Но показания к операции – это действительно одна из самых дискутабельных проблем в хирургии и весьма частая причина ошибок. Показания к операциям действительно постоянно меняются. Когда-то острый аппендицит лечили консервативно. И абсолютное большинство пациентов выздоравливало. Но если процесс прогрессировал и приводил к перитониту, то пациент, как правило, погибал. Это заставило хирургов пойти на расширение показаний. Сейчас диагноз острого аппендицита означает необходимость срочного оперативного вмешательства. Жестко. Не прооперировал в установленные короткие сроки и это привело к осложнениям – будешь наказан по всей строгости.
Примерно то же сейчас происходит и в кардиохирургии, например при определении показаний к операции при остром инфекционном эндокардите. Раньше одним из показаний к срочной операции были повторные эмболии, а сейчас – сам риск этих эмболий. Разница существенная. Но фактически это правильно. Если уже произошла эмболия куда-нибудь в сосуды головного мозга (а именно они располагаются первыми на пути тока крови из левых камер сердца), то человек чаще всего становится инвалидом или же погибает. А своевременная операция на сердце даст ему возможность качественно жить и представляет собой значительно меньший риск для жизни.
Однако превышение показаний чревато серьезными последствиями и может быть расценено как ошибка. Важно, чем руководствуется хирург – желанием спасти жизнь и помочь пациенту или какими-либо меркантильными соображениями, что тоже возможно в условиях коммерциализации медицины.

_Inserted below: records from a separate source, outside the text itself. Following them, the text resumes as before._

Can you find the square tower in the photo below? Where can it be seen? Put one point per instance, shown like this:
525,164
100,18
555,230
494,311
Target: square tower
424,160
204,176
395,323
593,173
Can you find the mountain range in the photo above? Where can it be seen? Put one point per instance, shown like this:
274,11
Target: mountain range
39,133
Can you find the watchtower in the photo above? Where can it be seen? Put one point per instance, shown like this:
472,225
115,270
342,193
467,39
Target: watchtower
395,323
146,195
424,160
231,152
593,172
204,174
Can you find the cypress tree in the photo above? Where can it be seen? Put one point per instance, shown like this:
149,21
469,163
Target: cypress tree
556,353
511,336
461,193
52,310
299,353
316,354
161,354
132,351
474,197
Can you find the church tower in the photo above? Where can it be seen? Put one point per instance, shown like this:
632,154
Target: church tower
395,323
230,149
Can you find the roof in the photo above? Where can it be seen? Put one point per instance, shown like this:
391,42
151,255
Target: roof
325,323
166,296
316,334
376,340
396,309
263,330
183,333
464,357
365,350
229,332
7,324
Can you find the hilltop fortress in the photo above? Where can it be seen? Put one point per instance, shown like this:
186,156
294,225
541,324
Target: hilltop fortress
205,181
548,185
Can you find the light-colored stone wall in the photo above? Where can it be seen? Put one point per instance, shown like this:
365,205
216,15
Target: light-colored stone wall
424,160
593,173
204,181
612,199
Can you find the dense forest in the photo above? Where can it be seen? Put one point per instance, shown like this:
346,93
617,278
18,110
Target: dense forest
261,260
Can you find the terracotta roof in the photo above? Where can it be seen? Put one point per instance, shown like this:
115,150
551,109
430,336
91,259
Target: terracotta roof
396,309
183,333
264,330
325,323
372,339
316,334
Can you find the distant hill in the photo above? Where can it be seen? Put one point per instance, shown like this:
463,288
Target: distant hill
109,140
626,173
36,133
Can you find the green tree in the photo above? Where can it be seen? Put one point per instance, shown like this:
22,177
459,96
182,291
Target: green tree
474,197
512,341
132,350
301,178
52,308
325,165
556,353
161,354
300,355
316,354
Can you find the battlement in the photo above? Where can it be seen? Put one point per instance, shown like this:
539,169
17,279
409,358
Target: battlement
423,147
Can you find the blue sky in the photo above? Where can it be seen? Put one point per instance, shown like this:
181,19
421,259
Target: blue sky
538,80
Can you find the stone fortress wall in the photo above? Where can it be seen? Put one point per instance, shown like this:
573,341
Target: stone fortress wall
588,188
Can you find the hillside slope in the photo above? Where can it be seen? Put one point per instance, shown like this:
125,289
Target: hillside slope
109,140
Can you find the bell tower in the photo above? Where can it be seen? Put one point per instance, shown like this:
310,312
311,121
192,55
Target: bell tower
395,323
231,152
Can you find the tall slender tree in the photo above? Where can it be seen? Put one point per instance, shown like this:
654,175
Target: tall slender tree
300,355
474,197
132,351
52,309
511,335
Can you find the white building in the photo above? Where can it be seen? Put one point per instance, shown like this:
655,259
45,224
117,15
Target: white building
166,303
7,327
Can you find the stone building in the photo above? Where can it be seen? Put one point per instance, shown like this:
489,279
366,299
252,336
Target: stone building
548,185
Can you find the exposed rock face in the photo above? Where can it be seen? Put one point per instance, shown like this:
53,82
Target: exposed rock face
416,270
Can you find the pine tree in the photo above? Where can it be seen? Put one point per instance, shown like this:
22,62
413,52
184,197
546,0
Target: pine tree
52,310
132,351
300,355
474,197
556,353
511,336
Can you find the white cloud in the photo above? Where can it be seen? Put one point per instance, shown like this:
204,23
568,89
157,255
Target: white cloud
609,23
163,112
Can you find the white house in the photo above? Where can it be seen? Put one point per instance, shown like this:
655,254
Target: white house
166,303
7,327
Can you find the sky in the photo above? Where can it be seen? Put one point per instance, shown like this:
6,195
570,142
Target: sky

Очень часто люди задают не совсем корректный вопрос: «А стали бы вы делать операцию своему близкому человеку?» Честный врач всегда будет делать то, что считает правильным, без дифференцировки на близких и чужих. А с нечестным врачом лучше дела не иметь. В современном обществе я бы ставил вопрос по-другому: «Стал бы ты делать эту операцию пациенту бесплатно, например по обязательному медицинскому страхованию?»
Случай 1. Пациент С. 52 лет, один из первых моих сосудистых пациентов, которого я начал вести после трудоустройства сердечно-сосудистым хирургом в Республиканской больнице в одном из северных городов нашей страны. Два года назад пациенту выполнялась реконструкция общей бедренной артерии и глубокой артерии бедра. Госпитализация была связана с нарастающей ишемией конечности на фоне прогрессирования атеросклероза и окклюзии общей подвздошной артерии со стороны вмешательства, что было выяснено при ангиографии. Принято решение о выполнении повторной операции в объеме аорто-глубокобедренного протезирования.
Забрюшинным доступом была мобилизована бифуркация аорты с подвздошными артериями и начат основной этап. После завершения основного этапа при ревизии ран мы обнаружили скопление прозрачной жидкости в забрюшинном пространстве. При тщательной ревизии был выявлен дефект стенки правого мочеточника с поступлением мочи в рану. Хотели самостоятельно ушить дефект, но, обсудив ситуацию, решили пригласить в операционную уролога. 15 минут работы уролога в операционной, и дефект мочеточника был виртуозно ушит, дренировано забрюшинное пространство, далее после контроля на наличие инородных тел и подсчета салфеток раны ушиты. В послеоперационном периоде кровообращение в нижней конечности компенсировалось. Пациент экстубирован через два часа, а на следующие сутки переведен в отделение в стабильном состоянии.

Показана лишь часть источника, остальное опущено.